As U.S., European, and Russian intelligence begin adapting themselves to al Qaeda and its kind, the demise of William Buckley--by some accounts the CIA's top expert on terrorism--prefigures the rough going ahead. Whereas espionage once had some rules, "That's simply not true in a war against a bin Laden or a Saddam Hussein," Woolsey affirmed, adding "I compare them to Torquemada," the 15th century leader of the Spanish Inquisition. "There are no rules."
A fragmented community
In the United States, analyses of intelligence weaknesses before and after 11 September have focused on four areas:
Human inadequacies in analysis, language skills, and especially spying--the gathering of data from informers within a hostile organization or targeted government.
Growing gaps in technical intelligence in, for example, the ability to decrypt, analyze, and deliver expeditiously messages intercepted amid the oceans of encrypted e-mail, phone calls, and other communications monitored around the world.
Lack of cooperation between organizations that collect foreign intelligence and others that counter the intelligence activities and terrorism of foreign countries at home.
Spotty relations among various countries' intelligence services, which interfere with the effort to combat international organizations, such as al Qaeda, which is thought to have agents in dozens of countries.
An understanding of these deficiencies calls for some perspective on modern intelligence. Take the complex and fragmented U.S. intelligence community. A total of 13 government agencies have intelligence responsibilities of some kind [see illustration, top of page], for which they share a budget put at US $30 billion this fiscal year and roughly $33 billion for 2002 (the exact figures are secret).
Among the most important is the CIA, paid to the tune of $3 billion a year for spying, covert operations, and intelligence analysis. The National Security Agency (NSA), a part of the Department of Defense located in Fort George G. Meade, Md., has a dual role: it intercepts and decrypts communications and other signals through the use of a worldwide interception network and a fleet of eavesdropping satellites, and it also develops the encryption technology used to keep sensitive U.S. government communiqués secret. Its budget is believed to be around $4 billion a year. The Federal Bureau of Investigation (FBI), in Washington, D.C., the only one of this group whose budget is unclassified, received $3.25 billion last year to fund its efforts to protect the United States from a broad range of threats, including terrorism.
In the barrage of criticism after the 11 September attacks, a recurring theme was that U.S. intelligence had grown too reliant on technical intelligence, allowing its human intelligence assets to deteriorate. Human intelligence, or spying, can be a devastating weapon against terrorists because in the right circumstances it reveals the specific dates, targets, plans, and people involved in a plot. Technical intelligence, most commonly intercepted communications, is typically less useful because attackers generally do not discuss specifics over e-mail or telephone links. Also, organizations like al Qaeda may routinely use false messages to confuse their pursuers.

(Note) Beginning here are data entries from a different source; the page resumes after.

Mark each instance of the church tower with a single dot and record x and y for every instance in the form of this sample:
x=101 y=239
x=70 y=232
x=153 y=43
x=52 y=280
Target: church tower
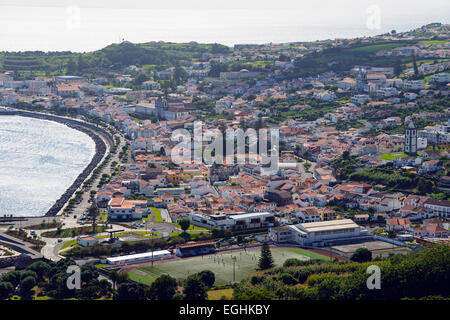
x=411 y=139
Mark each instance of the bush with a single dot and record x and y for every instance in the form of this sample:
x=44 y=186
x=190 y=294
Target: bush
x=287 y=278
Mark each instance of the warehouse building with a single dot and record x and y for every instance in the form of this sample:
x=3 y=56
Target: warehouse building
x=139 y=257
x=318 y=234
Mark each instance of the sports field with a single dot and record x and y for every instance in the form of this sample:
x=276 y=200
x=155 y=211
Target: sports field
x=221 y=264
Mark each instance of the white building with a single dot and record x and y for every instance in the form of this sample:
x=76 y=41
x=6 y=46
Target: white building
x=319 y=233
x=243 y=221
x=140 y=257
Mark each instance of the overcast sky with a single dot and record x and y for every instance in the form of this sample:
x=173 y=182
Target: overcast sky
x=83 y=25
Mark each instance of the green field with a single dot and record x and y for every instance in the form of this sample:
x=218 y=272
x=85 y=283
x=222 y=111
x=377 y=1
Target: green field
x=246 y=264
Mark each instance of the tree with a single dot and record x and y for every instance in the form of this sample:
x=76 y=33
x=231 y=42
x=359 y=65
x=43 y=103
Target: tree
x=71 y=67
x=114 y=275
x=93 y=212
x=397 y=67
x=163 y=288
x=6 y=289
x=40 y=268
x=12 y=277
x=194 y=289
x=184 y=223
x=416 y=70
x=361 y=255
x=266 y=259
x=425 y=186
x=26 y=285
x=130 y=291
x=207 y=277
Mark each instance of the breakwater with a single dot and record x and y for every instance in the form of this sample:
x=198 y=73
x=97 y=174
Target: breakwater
x=97 y=134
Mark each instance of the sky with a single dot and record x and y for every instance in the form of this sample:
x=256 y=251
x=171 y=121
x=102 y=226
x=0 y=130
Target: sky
x=86 y=25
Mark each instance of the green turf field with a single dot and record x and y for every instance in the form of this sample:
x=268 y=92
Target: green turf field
x=220 y=264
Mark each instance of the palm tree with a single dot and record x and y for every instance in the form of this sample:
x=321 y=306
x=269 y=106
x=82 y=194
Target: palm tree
x=114 y=275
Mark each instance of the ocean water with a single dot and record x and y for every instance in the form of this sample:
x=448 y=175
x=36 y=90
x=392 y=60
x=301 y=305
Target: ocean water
x=39 y=160
x=85 y=25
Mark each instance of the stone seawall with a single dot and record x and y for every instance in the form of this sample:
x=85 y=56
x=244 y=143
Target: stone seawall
x=89 y=129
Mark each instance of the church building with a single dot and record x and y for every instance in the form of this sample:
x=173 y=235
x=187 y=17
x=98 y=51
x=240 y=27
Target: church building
x=411 y=139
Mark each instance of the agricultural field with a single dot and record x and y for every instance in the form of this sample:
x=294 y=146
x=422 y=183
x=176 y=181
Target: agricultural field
x=221 y=264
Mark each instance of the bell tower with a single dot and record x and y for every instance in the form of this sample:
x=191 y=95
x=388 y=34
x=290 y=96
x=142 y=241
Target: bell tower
x=411 y=139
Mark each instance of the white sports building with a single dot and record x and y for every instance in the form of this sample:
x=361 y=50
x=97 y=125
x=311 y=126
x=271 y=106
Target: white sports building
x=318 y=234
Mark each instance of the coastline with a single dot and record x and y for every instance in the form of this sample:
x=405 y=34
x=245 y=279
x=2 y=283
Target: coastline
x=100 y=137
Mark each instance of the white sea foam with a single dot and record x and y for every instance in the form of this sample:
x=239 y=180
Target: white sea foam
x=39 y=160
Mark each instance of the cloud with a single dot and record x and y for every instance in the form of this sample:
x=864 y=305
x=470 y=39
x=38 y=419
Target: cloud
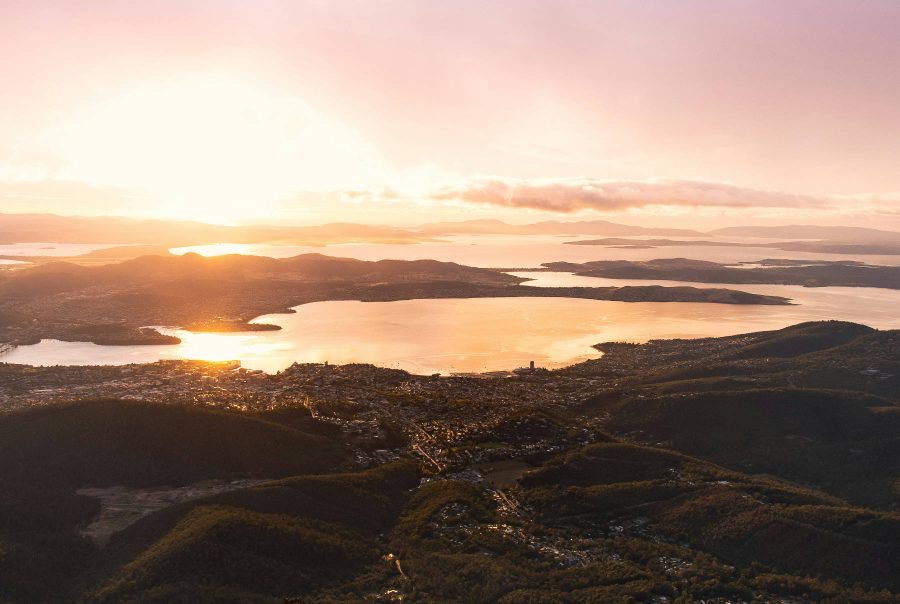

"I'll take a live source any day over an electronic intercept," declared Robert M. Blitzer, a former chief of the domestic terrorism/counterterrorism planning section at the FBI. Nevertheless, heavier communications traffic and intercepted cryptic references can alert officials that a strike may be planned, without giving them any vital details. Apparently intercepts, along with a smattering of human intelligence, were behind the maddeningly vague alerts issued by U.S. Attorney General John D. Ashcroft in October and early December.
While few observers dispute that the CIA's human intelligence assets languished during the 1990s, others warn against viewing spying as a panacea. "Human intelligence is not as good as people think it is," insisted Melvin A. Goodman, a former CIA analyst. And several factors conspire to immunize radical Islam against spies. For one, fundamentalist strains associated with terrorism preach self-denial. Offers of money or sex, the time-honored lures for spies, would probably do more harm than good.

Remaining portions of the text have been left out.